An ode to Kenneth Koch Jan. 26, 2013
Great irony played with the poem she posted today which has
almost nothing to do with what she intended.
This falls under “it’s a small world” category
Her poem – circa 2001 – looks back on her days at Columbia
and is an ode to one of the great literary professors Kenneth Koch with whom
she apparently studied, prior to his passing away in 2002.
I met him back in the late 1970s when his former student and
a close friend of mine, David Shapiro, introduced me to him when I was
attending William Paterson College.
I was an interloper, not one of the college’s literary elite
that included Joel L and Michael R, who Shapiro also introduced to Koch.
Michael R was the real poetic talent of the school, someone
who should have gone on to become one of the next generation of great American
poets, worthy of meeting Koch and later Koch’s friend, John Ashbery, to whom I was
also introduced.
In fact, one of the art professors introduced me to Ashbery,
claiming I was a great writer – which I certainly was not at the time.
Koch met Ashbery at Harvard, where he studied
writing with poet Delmore Schwartz, and later started a rebellious school of
New York poetry that many of those I studied with openly admired.
Professors at colleges like William Paterson tended to have
pet students, who they foresee as becoming great. I was a decade older than
other students at time and brought real life experience to the school and to my
art and so impressed some professors such as Dr. Grant, the head of the theater
department, who had be writing performance pieces for some of his programs or
more impressively, having Dr. Mollenkott – one of the leading feminist writers
of the 1970s and a well-established scholar of Milton, who compared me to
William Faulkner.
I was already leaning towards journalism (having come out of
the underground news of the late 1960s) and was often compared to the other
darling of the college, Glenn K, who Shapiro also introduced to Koch.

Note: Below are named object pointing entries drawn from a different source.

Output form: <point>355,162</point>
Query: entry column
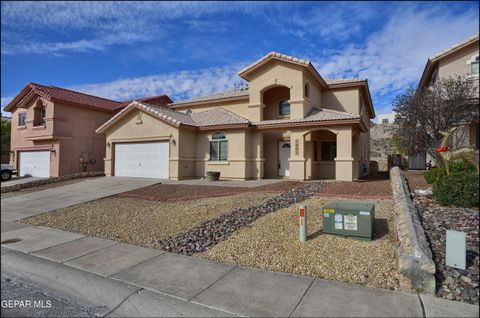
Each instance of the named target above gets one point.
<point>344,159</point>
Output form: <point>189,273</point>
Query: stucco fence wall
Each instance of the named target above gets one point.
<point>36,183</point>
<point>415,262</point>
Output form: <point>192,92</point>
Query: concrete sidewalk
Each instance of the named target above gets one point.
<point>19,180</point>
<point>125,280</point>
<point>34,203</point>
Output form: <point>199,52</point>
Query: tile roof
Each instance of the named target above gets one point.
<point>218,117</point>
<point>317,114</point>
<point>69,96</point>
<point>213,117</point>
<point>146,99</point>
<point>244,92</point>
<point>333,81</point>
<point>455,46</point>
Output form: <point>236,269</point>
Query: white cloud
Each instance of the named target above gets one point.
<point>178,85</point>
<point>394,57</point>
<point>98,25</point>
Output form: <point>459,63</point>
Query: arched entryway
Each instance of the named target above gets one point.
<point>277,102</point>
<point>320,154</point>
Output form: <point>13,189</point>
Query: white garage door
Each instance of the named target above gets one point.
<point>34,163</point>
<point>146,160</point>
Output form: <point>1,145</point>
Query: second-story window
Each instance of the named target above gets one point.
<point>22,117</point>
<point>284,108</point>
<point>39,113</point>
<point>218,147</point>
<point>474,66</point>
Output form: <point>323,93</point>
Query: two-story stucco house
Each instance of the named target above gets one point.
<point>53,130</point>
<point>460,59</point>
<point>289,123</point>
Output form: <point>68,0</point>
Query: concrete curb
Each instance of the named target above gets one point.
<point>415,264</point>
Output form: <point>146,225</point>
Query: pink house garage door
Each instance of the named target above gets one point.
<point>34,163</point>
<point>145,160</point>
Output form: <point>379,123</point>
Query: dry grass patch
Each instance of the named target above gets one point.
<point>141,222</point>
<point>272,243</point>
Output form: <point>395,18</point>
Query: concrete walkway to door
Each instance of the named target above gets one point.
<point>34,203</point>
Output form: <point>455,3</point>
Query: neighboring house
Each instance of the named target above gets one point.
<point>53,130</point>
<point>5,140</point>
<point>386,119</point>
<point>460,59</point>
<point>289,123</point>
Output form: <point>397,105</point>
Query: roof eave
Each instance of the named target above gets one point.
<point>209,101</point>
<point>311,123</point>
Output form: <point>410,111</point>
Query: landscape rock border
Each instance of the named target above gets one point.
<point>415,261</point>
<point>67,177</point>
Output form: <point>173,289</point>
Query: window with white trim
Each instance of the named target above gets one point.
<point>218,147</point>
<point>284,108</point>
<point>474,66</point>
<point>22,117</point>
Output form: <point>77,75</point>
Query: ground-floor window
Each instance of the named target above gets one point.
<point>218,147</point>
<point>329,150</point>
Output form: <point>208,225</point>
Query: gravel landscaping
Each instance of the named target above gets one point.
<point>272,243</point>
<point>210,233</point>
<point>452,283</point>
<point>372,187</point>
<point>182,192</point>
<point>141,222</point>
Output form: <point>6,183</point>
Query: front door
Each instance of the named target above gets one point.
<point>283,156</point>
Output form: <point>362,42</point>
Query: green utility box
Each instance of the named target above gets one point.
<point>353,219</point>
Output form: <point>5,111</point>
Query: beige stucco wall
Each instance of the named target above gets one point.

Her poem is largely a description of a Koch lecture she
apparently attended when she rushed through a door with her books “made
porcupine” with sticky notes,” on a day of patches of corduroy in blues, browns,
a green triumphant day that allowed her to precede him through the door, only
to have it get stuck. Another student, a physics student from MIT couldn’t get
it unstuck, neither could a call via cellphone (perhaps to maintenance), but
somehow it came unstuck by pushing it the other way.
In the poem, she expresses her admiration for the great poet,
whose long career at Columbia no doubt gave him an unassuming command of the
buildings – caressing and spanking the streets, perhaps an allusion to his
ability to cut through the artistic bullshit and get directly to the point.
His lecture took place in a room that was “punctuated” with
light patches, “pollocking” (a reference to Jason Pollack’s brilliant splash
technique of painting, describing his lecture as “violent atmospheric strokes,”
violent addressing youth in a series of interjections strung together. And she
ponders whether sour hot dogs too early or late in the day distract him, a possible
reference to a book of kids’ poetry Koch edited or perhaps the more sexual
reference made in his poetic exchange with Ashbery, or even the tradition of
Hotdog Days of Summer at Columbia.
Koch was notorious for his surprises during his lectures and
was admired by his students for his
unorthodox teaching techniques, such as making up impromptu poems to show the
relation of lines and rhymes.
She appears to quote a Koch poem criticizing many of the
traditional literary texts in which artistic altruism is “drowned in
high-falutin theories” that only breed their own “post-colonial species.”
Koch was a political poet like my friend Ginsberg but managed to
avoid the beat (nik) tag.
The poem goes on to show her disappointment about how the crowd of
students when the lights come on rush to the concession stand for snacks perhaps
missing out on the real message he was trying to convey.
The poem goes on to talk about the dollar fifty she spent got
traverse the 102 block trip and the six fight of stairs, the fragments all over
the page of every other minute of past, present future, perhaps referring to a
poem she may have offered him, a kind of love note,” and reference to the Paris
diagrams on the board, possibly a reference to Koch’s study of memory, how much
he remembered about Paris after having lived there, and how impossible it was
to remember all the details of a specific time and place.
Why she decided to post this poem now may have to do with Koch
himself and how in his later years, he looked back fondly at the past and the
people he had spent time with, and this sense of community that faded away over
time so that even memory could not be trusted.
For all of his admirers, in the end, he seems to have felt very
alone. This seems to be true of her as well.